Avec un chiffre d’affaires d’environ quatre-vingts millions de dollars canadiens et exportant 90 % de sa production aux États-Unis, CMP est un chef de file reconnu et spécialisé en solutions sur mesure pour boîtiers métalliques et usinage de précision. L’entreprise familiale compte près de cinq cent cinquante employés non syndiqués répartis dans trois usines dont deux sont situées sur le territoire américain, l’une dans l’État de New York et l’autre en Caroline du Nord.
L’usine principale et le siège social de CMP sont situés à Châteauguay où travaillent environ deux cent soixante-quinze employés non syndiqués.
Après un mois record de production en octobre 2008, un ralentissement soudain du rythme d’entrée des commandes s’est manifesté au début de novembre.
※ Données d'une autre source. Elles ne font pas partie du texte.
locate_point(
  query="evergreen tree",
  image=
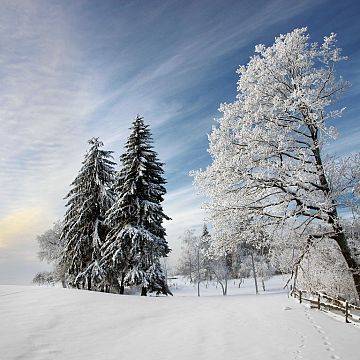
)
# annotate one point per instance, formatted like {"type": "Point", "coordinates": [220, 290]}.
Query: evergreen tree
{"type": "Point", "coordinates": [136, 240]}
{"type": "Point", "coordinates": [83, 232]}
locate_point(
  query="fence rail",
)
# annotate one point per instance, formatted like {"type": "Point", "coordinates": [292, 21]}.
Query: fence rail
{"type": "Point", "coordinates": [324, 302]}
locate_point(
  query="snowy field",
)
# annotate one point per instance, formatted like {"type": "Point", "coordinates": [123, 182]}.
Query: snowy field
{"type": "Point", "coordinates": [54, 323]}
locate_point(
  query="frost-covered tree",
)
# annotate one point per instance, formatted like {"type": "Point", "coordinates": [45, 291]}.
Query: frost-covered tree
{"type": "Point", "coordinates": [51, 246]}
{"type": "Point", "coordinates": [136, 240]}
{"type": "Point", "coordinates": [269, 168]}
{"type": "Point", "coordinates": [83, 225]}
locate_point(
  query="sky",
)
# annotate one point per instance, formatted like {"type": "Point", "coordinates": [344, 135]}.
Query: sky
{"type": "Point", "coordinates": [71, 70]}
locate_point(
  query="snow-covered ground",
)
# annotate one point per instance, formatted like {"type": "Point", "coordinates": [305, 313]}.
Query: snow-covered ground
{"type": "Point", "coordinates": [54, 323]}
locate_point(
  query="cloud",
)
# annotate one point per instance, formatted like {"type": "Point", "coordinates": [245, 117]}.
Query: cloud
{"type": "Point", "coordinates": [73, 70]}
{"type": "Point", "coordinates": [14, 225]}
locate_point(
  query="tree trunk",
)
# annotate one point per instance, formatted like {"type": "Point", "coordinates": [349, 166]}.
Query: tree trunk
{"type": "Point", "coordinates": [122, 286]}
{"type": "Point", "coordinates": [339, 235]}
{"type": "Point", "coordinates": [254, 273]}
{"type": "Point", "coordinates": [144, 291]}
{"type": "Point", "coordinates": [350, 261]}
{"type": "Point", "coordinates": [198, 270]}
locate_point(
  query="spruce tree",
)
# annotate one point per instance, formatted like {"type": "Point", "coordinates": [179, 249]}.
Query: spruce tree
{"type": "Point", "coordinates": [136, 240]}
{"type": "Point", "coordinates": [88, 200]}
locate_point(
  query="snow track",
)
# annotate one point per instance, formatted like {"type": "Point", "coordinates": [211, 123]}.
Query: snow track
{"type": "Point", "coordinates": [62, 324]}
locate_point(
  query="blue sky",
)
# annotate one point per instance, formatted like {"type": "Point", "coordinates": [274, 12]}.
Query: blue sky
{"type": "Point", "coordinates": [70, 70]}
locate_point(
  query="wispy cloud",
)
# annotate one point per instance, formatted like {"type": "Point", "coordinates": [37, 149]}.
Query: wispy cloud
{"type": "Point", "coordinates": [72, 70]}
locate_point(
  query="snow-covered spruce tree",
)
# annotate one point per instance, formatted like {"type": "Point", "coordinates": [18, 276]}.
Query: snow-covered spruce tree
{"type": "Point", "coordinates": [268, 162]}
{"type": "Point", "coordinates": [136, 240]}
{"type": "Point", "coordinates": [83, 229]}
{"type": "Point", "coordinates": [51, 246]}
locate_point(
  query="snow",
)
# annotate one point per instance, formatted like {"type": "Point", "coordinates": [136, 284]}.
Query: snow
{"type": "Point", "coordinates": [54, 323]}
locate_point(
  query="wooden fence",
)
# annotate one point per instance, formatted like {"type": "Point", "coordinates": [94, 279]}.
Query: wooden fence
{"type": "Point", "coordinates": [324, 302]}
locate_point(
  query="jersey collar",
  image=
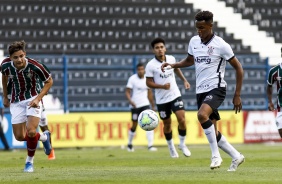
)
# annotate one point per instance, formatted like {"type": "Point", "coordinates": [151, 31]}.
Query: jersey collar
{"type": "Point", "coordinates": [206, 43]}
{"type": "Point", "coordinates": [26, 60]}
{"type": "Point", "coordinates": [160, 60]}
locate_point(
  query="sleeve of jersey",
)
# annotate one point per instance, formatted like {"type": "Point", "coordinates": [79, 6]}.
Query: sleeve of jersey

L’entreprise attribue ce revirement de situation à la crise économique qui affecte durement nos voisins du sud. Ses clients, principalement américains, ont réduit sensiblement leurs commandes. À titre d’exemple, le chiffre d’affaires de l’usine de Binghamton (New York) a diminué de 70 % en raison de l’arrêt d’activité temporaire d’un client majeur.
Facteurs de succès de la stratégie de crise
Face à des choix difficiles, CMP s’est donné les objectifs suivants :
- conserver les employés clés pour rebondir rapidement et efficacement après ce ralentissement;
- faire le maximum pour minimiser l’impact de cette crise sur la main-d’œuvre;
- réduire les dépenses d’exploitation dans le but de maintenir un minimum de profitabilité.
L’entreprise a également retenu de sa mésaventure économique de 2001 d’importants principes de gestion de crise qui ont fait leurs preuves et qui guident à nouveau son approche et ses choix. Parmi ces facteurs de succès, citons entre autres :
- la communication aux employés qui constitue un élément critique en situation de crise : au quotidien, ce sont les supérieurs immédiats qui agissent comme courroie de transmission;
- la visibilité quotidienne des membres de la direction qui appuient et renforcent les communications des superviseurs;
- l’adoption d’une approche par phase qui permet d’ajuster les mesures à prendre en fonction d’une réalité évolutive et parfois ponctuée d’événements soudains et imprévus;
- la prise en charge, par les membres de la direction, de la communication à tous les employés en assemblée, lorsque les mesures prises doivent être modifiées (changement de phase);
- les mises à pied et terminaisons d’emploi massives qui sont des solutions de dernier recours lorsque des réductions de coûts s’imposent, comme l’a décrété le président;
- le respect accordé aux employés et la transparence de la direction et du personnel de gestion à leur égard, qui préservent et intensifient leur
engagement envers l’entreprise.
CMP en est au tout début de la deuxième phase de la gestion de crise. Parmi les solutions initialement retenues, la mise à pied de la main-d’œuvre temporaire et contractuelle. L’entreprise a aussi réévalué les dépenses d’exploitation telles que : heures supplémentaires, déplacements d’affaires, service d’entretien ménager, paie à la quinzaine, utilisation de l’énergie et autres coûts inhérents à la production. Au total, l’ensemble des mesures de réduction des coûts qui n’affectent pas la main-d’œuvre permanente a permis à l’organisation de préserver l’équivalent de soixante-quatre postes. Elle a dû malgré tout procéder à la mise à pied de quelques personnes occupant des postes non essentiels.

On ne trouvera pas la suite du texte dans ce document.